The groups said EFSA and Germany’s BfR risk assessment institute had used material in their reports on whether glyphosate was safe without making clear it came from the weed-killer’s developer Monsanto.

“Both the BfR and the EFSA were in breach of the requirement obliging them to make an independent, objective and transparent assessment,” the groups said in a statement sent to Reuters.

U.S. chemical giant Monsanto had submitted the material as part of its application for regulatory approval of glyphosphate, which it developed and sold for years under the Roundup brand.

The weed-killer is now off patent and marketed worldwide by dozens of other chemical groups including Syngenta and Dow Agrosciences.

In their statement, the environmentalist groups said that under Austria’s criminal code the safety institutes’ use of “incorrect or falsified data” could amount to serious commercial fraud. They also accused the BfR and EFSA of wilfully endangering the public and the environment.

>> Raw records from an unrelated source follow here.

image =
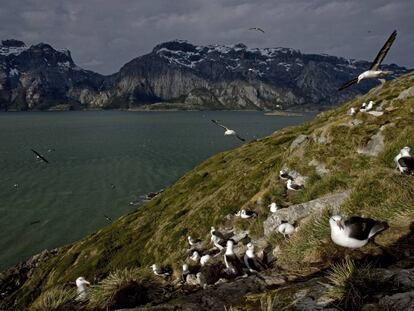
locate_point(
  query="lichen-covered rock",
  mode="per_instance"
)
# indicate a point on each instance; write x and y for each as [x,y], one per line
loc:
[299,211]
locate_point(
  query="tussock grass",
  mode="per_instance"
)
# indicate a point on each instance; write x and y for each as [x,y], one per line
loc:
[124,288]
[351,284]
[56,299]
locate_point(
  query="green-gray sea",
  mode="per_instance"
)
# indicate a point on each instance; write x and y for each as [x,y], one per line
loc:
[99,161]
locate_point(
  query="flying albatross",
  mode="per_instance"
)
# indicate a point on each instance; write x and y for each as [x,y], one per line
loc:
[257,29]
[404,161]
[39,156]
[228,131]
[355,231]
[374,72]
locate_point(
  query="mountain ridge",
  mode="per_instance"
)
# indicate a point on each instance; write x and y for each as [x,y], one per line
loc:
[179,75]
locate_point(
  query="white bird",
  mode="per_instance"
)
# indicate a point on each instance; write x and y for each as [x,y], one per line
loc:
[286,229]
[204,259]
[273,207]
[354,232]
[217,238]
[374,72]
[160,271]
[292,186]
[250,259]
[193,242]
[351,111]
[366,108]
[284,174]
[228,131]
[232,262]
[404,161]
[246,214]
[195,257]
[257,29]
[82,289]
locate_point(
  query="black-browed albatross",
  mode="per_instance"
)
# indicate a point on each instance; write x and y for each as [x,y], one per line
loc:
[257,29]
[39,156]
[228,131]
[354,232]
[374,72]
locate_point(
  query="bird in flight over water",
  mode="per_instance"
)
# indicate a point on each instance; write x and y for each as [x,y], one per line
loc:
[228,131]
[374,72]
[39,156]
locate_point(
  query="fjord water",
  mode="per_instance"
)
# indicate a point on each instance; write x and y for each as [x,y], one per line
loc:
[99,162]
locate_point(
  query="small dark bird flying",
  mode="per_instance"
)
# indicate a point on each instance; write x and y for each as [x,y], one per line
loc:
[39,156]
[257,29]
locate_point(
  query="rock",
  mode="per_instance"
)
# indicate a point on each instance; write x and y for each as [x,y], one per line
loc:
[374,146]
[398,302]
[298,142]
[376,113]
[300,211]
[406,93]
[320,168]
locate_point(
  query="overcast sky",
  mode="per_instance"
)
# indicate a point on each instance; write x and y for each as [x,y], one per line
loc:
[105,34]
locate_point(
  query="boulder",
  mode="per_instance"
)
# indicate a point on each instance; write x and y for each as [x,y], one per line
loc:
[299,211]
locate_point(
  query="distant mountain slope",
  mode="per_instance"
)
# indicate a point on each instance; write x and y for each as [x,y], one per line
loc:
[336,152]
[181,75]
[40,77]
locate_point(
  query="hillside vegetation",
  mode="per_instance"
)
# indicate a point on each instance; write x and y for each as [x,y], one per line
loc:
[247,177]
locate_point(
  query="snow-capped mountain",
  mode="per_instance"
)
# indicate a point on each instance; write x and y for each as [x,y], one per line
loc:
[40,77]
[178,74]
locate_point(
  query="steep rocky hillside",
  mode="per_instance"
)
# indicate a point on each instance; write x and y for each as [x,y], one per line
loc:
[179,75]
[347,163]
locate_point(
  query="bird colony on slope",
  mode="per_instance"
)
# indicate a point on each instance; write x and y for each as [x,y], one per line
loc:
[220,263]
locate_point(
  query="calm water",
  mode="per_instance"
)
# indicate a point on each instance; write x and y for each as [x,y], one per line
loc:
[101,161]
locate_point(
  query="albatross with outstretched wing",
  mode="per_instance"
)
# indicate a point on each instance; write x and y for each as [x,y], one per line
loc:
[374,72]
[228,131]
[257,29]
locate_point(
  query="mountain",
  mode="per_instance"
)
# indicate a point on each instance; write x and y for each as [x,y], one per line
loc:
[180,75]
[39,77]
[347,166]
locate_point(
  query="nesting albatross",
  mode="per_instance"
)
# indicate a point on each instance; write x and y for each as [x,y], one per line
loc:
[354,232]
[404,161]
[374,72]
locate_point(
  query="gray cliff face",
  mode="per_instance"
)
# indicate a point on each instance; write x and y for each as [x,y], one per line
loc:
[40,77]
[178,73]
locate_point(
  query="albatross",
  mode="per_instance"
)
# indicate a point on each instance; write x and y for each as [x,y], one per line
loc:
[404,161]
[39,156]
[374,72]
[257,29]
[354,232]
[82,289]
[250,259]
[228,131]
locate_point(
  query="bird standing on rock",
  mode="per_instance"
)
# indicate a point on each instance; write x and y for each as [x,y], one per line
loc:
[354,232]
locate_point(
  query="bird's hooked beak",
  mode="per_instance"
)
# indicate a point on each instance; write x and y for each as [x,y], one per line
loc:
[338,222]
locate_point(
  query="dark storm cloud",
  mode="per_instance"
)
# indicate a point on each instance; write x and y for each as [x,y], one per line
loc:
[103,35]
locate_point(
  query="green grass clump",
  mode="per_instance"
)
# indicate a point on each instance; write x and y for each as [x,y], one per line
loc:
[350,284]
[124,288]
[56,299]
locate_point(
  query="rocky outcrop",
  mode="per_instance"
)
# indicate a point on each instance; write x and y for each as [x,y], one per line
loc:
[180,75]
[299,211]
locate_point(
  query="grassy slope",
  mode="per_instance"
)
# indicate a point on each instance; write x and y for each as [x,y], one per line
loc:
[247,176]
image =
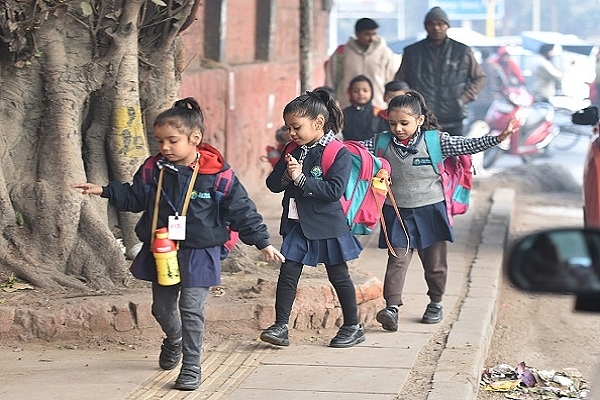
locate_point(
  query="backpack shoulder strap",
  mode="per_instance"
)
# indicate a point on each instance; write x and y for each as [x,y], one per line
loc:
[223,183]
[340,66]
[382,141]
[149,167]
[434,147]
[329,154]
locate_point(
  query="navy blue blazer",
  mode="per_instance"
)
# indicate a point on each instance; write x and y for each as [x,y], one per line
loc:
[319,209]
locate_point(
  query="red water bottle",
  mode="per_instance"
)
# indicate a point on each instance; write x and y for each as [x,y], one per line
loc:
[165,257]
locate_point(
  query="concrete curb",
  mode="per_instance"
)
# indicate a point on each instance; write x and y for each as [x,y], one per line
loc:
[459,367]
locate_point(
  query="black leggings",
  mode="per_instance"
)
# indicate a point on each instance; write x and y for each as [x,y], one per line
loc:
[338,275]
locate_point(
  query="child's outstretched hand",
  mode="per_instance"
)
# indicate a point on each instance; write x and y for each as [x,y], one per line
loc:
[294,167]
[272,254]
[88,188]
[510,129]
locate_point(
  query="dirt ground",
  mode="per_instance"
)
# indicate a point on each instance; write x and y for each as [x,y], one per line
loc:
[541,330]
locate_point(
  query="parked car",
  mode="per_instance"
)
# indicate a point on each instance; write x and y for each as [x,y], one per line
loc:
[591,168]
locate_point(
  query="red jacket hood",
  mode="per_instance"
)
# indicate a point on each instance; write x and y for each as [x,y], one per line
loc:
[211,160]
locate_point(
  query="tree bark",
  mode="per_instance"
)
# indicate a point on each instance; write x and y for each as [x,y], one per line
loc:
[71,110]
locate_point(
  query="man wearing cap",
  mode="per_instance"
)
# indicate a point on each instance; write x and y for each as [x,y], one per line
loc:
[365,53]
[444,71]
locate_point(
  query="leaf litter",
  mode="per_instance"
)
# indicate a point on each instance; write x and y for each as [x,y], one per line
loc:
[526,383]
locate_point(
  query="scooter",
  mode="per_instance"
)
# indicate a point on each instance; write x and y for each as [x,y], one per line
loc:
[534,122]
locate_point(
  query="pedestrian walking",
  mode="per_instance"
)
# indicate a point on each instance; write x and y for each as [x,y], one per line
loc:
[360,117]
[418,192]
[313,224]
[365,53]
[444,71]
[183,178]
[392,89]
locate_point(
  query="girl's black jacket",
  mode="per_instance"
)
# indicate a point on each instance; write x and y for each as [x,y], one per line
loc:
[206,220]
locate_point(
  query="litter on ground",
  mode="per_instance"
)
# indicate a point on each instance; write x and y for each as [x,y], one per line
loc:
[526,383]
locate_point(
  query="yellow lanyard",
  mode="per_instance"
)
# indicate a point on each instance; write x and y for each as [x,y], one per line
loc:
[186,201]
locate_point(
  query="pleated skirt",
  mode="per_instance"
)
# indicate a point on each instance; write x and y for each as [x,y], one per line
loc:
[424,225]
[296,247]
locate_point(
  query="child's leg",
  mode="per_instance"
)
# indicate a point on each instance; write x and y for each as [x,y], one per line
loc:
[287,284]
[395,276]
[344,288]
[351,332]
[164,309]
[191,305]
[435,263]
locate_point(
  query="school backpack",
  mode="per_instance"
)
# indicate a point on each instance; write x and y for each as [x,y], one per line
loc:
[361,204]
[456,172]
[223,183]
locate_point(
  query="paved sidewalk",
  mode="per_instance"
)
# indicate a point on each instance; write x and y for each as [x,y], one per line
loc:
[379,368]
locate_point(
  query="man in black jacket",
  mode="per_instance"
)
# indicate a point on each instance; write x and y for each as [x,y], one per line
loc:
[444,71]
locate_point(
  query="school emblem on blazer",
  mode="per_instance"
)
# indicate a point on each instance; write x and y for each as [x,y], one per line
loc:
[316,172]
[418,161]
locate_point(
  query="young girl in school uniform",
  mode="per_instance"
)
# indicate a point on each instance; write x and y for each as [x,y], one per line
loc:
[313,224]
[186,165]
[419,195]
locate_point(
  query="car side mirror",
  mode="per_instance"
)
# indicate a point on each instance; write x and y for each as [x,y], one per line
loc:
[565,260]
[586,116]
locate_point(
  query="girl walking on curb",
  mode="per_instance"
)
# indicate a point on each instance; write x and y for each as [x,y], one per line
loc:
[188,169]
[313,224]
[420,197]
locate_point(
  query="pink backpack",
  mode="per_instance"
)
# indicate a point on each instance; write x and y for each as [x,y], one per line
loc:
[360,203]
[456,172]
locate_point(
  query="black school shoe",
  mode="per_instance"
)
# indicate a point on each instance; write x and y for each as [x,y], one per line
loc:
[433,314]
[276,334]
[189,378]
[388,318]
[348,336]
[170,354]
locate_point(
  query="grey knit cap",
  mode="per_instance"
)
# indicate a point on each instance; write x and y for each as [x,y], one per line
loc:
[436,13]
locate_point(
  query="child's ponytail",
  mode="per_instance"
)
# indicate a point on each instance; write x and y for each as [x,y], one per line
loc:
[321,101]
[185,115]
[414,102]
[335,122]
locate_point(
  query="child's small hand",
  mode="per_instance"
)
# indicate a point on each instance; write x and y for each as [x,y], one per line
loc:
[272,254]
[88,188]
[294,167]
[510,129]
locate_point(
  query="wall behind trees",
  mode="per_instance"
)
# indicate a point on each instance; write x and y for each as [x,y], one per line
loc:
[243,66]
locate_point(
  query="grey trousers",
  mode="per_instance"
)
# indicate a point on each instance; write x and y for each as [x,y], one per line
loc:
[435,265]
[180,313]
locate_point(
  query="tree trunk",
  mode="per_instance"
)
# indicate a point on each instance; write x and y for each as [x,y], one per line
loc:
[70,111]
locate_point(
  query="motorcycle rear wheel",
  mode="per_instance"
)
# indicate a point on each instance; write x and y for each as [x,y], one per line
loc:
[569,133]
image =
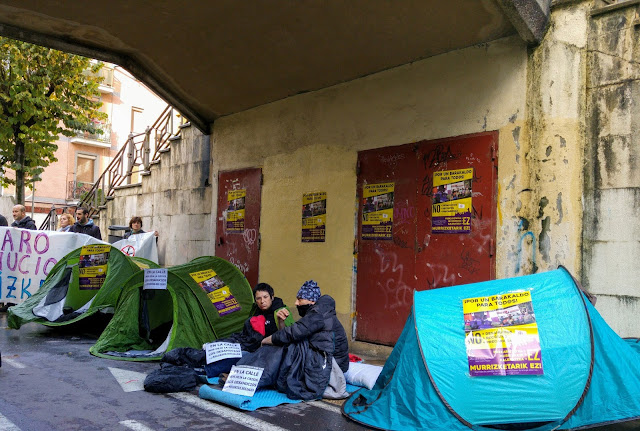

An EFSA spokesman said there was nothing new in the allegations, adding in an emailed comment: “The allegation that EFSA committed fraud or wilfully endangered the public is something we would refute in the strongest terms.

“EFSA stands by its conclusions on glyphosate, which was carried out in full compliance with the relevant legislation in co-operation with experts from all EU Member States,” he said.

A BfR spokesman said it was now up to the prosecutors to check whether there is an initial suspicion of a criminal offence.

A spokesman for Monsanto said glyphosate meets or exceeds all requirements for renewal in the European Union. “No regulatory agency in the world has concluded that glyphosate is carcinogenic,” he said.

It was unclear what the next steps in the case might be.

Global 2000 said it could not be taken straight to the European Court of Justice (ECJ) and that the groups instead aimed to escalate it to the ECJ via a domestic court.

But the ECJ told Reuters it was not possible to take pan-European EFSA to a national court.

Europe had wrestled for the past two years over what to do with the chemical, whose license was set to expire on Dec. 15.

The chemical has been used by farmers for more than 40 years, but its safety was cast into doubt when a World Health Organization agency, the International Agency for Research on Cancer (IARC), concluded in 2015 it probably causes cancer.

The European Union agreed to roll over the license for 18 months pending the results of a study by the European Chemicals Agency, which said in March this year that there was no evidence linking glyphosate to cancer in humans.